Law School Case Brief
In re Walt Disney Co. Derivative Litig. - 825 A.2d 275 (Del. Ch. 2003)
With respect to whether a plaintiff's complaint survives a Del. Ch. Ct. R. 23.1 motion to dismiss under the Aronson second prong, in order for demand to be excused under the second prong of Aronson, the plaintiffs must allege particularized facts that raise doubt about whether the challenged transaction is entitled to the protection of the business judgment rule. The plaintiffs may rebut the presumption that the board's decision is entitled to deference by raising a reason to doubt whether the board's action is taken on an informed basis or whether the directors honestly and in good faith believe that the action is in the best interests of the corporation. Thus, the plaintiffs must plead particularized facts sufficient to raise (1) a reason to doubt that the action is taken honestly and in good faith, or (2) a reason to doubt that the board is adequately informed in making the decision.

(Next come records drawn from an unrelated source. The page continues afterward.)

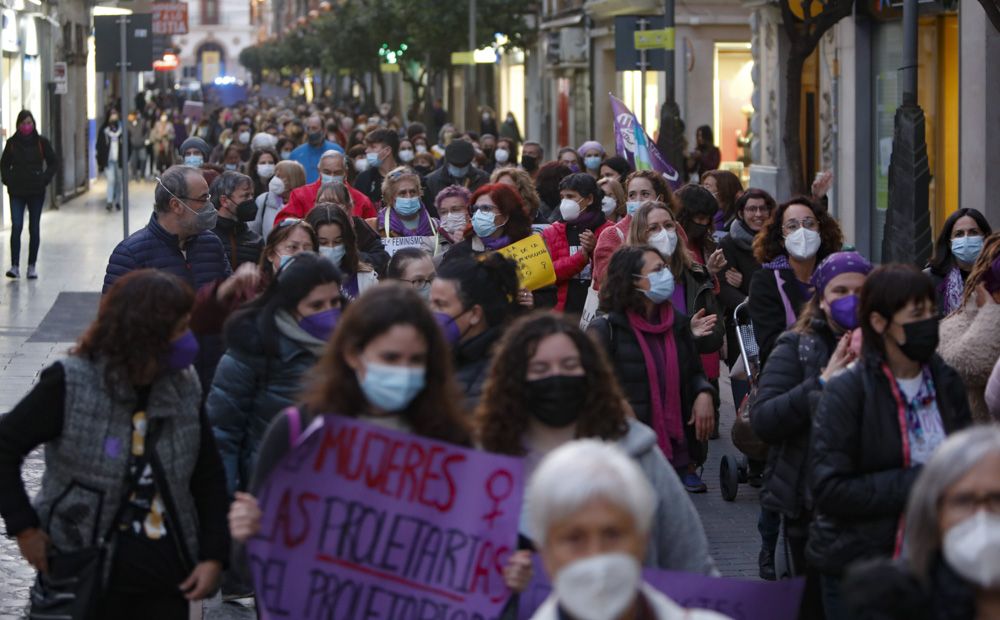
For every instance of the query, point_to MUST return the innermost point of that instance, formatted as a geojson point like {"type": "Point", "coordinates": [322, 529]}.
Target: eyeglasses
{"type": "Point", "coordinates": [419, 282]}
{"type": "Point", "coordinates": [966, 504]}
{"type": "Point", "coordinates": [793, 225]}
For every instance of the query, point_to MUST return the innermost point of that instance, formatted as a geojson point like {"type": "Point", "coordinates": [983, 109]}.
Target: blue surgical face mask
{"type": "Point", "coordinates": [483, 224]}
{"type": "Point", "coordinates": [334, 253]}
{"type": "Point", "coordinates": [661, 286]}
{"type": "Point", "coordinates": [407, 206]}
{"type": "Point", "coordinates": [392, 388]}
{"type": "Point", "coordinates": [967, 249]}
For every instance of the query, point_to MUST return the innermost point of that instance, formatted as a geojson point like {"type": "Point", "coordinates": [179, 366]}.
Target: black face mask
{"type": "Point", "coordinates": [696, 231]}
{"type": "Point", "coordinates": [246, 211]}
{"type": "Point", "coordinates": [921, 340]}
{"type": "Point", "coordinates": [556, 401]}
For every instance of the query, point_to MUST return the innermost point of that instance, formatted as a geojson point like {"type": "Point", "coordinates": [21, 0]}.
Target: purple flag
{"type": "Point", "coordinates": [361, 522]}
{"type": "Point", "coordinates": [633, 143]}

In this derivative action filed on behalf of nominal defendant Walt Disney Company, plaintiffs alleged that the defendant directors breached their fiduciary duties when they blindly approved an employment agreement with defendant president Michael Ovitz and then, again without any review or deliberation, ignored defendant CEO Michael Eisner's dealings with Ovitz regarding his non-fault termination. Plaintiffs sought rescission and/or money damages from defendants and Ovitz, or compensation for damages allegedly sustained by Disney and disgorgement of Ovitz's unjust enrichment.
Was the motion to dismiss meritorious?
The chancery court treated the dismissal motion (converted to a summary judgment motion because defendants relied on documents not in the complaint) as a dismissal motion and did not consider the other documents. CEO Eisner and president Ovitz had been friends for 25 years when the presidency opened when a prior president of the entertainment corporation died. The allegations included that the CEO negotiated the president's hiring and that the compensation committee and the old directors knowingly or intentionally abdicated their responsibility to exercise business judgment and to make a good faith attempt to fulfill their fiduciary duties to the Disney corporation and its shareholders to review the hiring. Similar allegations were made for the termination against the new board. The hiring and termination allegedly awarded president Ovitz in excess of $140,000,000 for barely one year of allegedly ineffectual service. The president's employment arrangement involved, in part, a large salary, stock options back-dated to be in the money, discretionary bonuses (both vested unless he was fired for cause), and an arranged no-fault termination so vesting would take place. The chancery court decided the alleged facts excused demand, and, if proven true, portrayed directors consciously indifferent to a material corporation issue, the law had to intervene against an abuse of trust, and denied the motion to dismiss the claims against (1) board members, concerning fiduciary duty breaches and waste, and (2) president Ovitz, for breach of his fiduciary duties by engaging in a self-interested transaction with his friend, CEO Eisner.